Tuesday, June 24, 2014

A Wealth of Barn Quilts in Wisconsin

Wisconsin was actually late in joining the barn quilt movement, but with so many incredible dairy barns--those who got into barn quilts did so with a vengeance!  We had visited only briefly in the past, but now it was time to really dig in.

The day after we arrived, I visited with a quilt guild in Milwaukee and then took a side trip to the nearby quilt museum.  This is a really wonderful quilt, a 9/11 memorial. If you look closely, you might be able to see that each piece of this quilt is a face--a photo of someone lost in that tragedy.
While in the area, I met my online friend Yvonne, who has contributed photos for my calendars.  We have chatted about barn quilts a lot, and on a sunny Saturday, Glen and I shared another of our interests with Yvonne and her husband.  Here we are kayaking on the Rock River.
Our campsite was near Walworth County, WI, so each time I set out on the road I allowed a bit of extra time for photos.  Love this spotted Ohio Star!
We headed north to an unusual campground where we were parked out in a field.  The mosquitoes were horrible--like nothing I have ever seen in Georgia!  At least we had friendly neighbors.

In Oconto County, I met a dairy farmer whose sense of humor is reflected in his choice of barn art.
I also toured a magnificent stone barn--really an incredible structure that is in the process of being restored.


On to the granddaddy of all quilt trails--Shawano County.  This is the largest single-county quilt trail in the country, with more than 250.  And oh, what beautiful barns--and quilt blocks!  I spent two days with Jim Leuenberger and his wife, Irene, who put together this array of barn quilts, and could have spent three more!

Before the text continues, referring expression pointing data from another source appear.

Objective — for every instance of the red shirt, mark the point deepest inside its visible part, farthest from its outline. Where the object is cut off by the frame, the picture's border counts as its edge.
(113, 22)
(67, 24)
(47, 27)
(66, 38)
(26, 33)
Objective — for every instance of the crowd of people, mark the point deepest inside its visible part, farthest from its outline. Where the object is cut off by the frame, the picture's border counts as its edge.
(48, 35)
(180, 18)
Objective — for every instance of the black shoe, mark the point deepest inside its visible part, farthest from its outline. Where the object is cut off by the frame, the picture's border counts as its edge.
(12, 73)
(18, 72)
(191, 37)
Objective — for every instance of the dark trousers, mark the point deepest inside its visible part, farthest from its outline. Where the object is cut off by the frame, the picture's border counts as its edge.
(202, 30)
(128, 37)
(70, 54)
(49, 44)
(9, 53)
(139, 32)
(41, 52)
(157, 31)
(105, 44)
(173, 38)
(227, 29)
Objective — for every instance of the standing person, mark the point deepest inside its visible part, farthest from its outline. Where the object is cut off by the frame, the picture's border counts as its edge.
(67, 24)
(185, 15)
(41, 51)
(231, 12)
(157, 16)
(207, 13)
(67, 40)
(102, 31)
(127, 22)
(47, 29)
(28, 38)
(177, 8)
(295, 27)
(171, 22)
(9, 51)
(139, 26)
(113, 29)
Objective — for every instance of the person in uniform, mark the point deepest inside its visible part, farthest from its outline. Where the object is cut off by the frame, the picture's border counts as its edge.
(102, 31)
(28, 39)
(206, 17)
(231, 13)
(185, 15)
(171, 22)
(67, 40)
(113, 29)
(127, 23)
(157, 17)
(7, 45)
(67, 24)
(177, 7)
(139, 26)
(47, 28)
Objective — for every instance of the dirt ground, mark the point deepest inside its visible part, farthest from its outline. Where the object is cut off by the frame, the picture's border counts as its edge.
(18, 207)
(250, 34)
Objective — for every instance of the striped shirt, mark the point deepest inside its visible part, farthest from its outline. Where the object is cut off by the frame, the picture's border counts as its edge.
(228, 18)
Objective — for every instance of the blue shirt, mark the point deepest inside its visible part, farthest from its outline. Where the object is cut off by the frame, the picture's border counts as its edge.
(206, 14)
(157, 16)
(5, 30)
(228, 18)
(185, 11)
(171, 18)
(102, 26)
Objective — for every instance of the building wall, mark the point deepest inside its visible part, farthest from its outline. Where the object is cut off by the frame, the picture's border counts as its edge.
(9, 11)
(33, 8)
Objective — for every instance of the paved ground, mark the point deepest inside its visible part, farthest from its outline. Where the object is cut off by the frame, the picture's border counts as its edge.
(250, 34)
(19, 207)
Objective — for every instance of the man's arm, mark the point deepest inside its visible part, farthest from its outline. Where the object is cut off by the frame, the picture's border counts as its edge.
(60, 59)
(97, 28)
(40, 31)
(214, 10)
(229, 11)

Here is Hands All Around--is that a picture perfect barn or what?
 These guys posed nicely for us, and Jim and I had a fun time with our photo shoot! I think we both forgot that we had stopped to see the barn quilt!
 A great example of colorful work on this Cross design.
I could show you a dozen more, but I have to save some for my archives--and for the new book, of course! Here I am with Jim in their painting studio--with their latest creations in the background.
The painting crew created a sort of sculpture our of all of the tape pulled form their paintings--looks like they love what they do!
I picked up some 2-year cheddar at the local market, and when I got back to the bus, I mentioned to Glen that there was a 9-year on the shelf as well.  Curiosity got the best of us, and we made the 20 mile round trip to grab a block of the aged variety.

SO--we left Wisconsin with both and had a taste test on the road. Boy, do I wish we had bought some more of that 9-year!  I don't think you can buy it elsewhere. I do have some Wisconsin friends who might be persuaded to send some our way, though!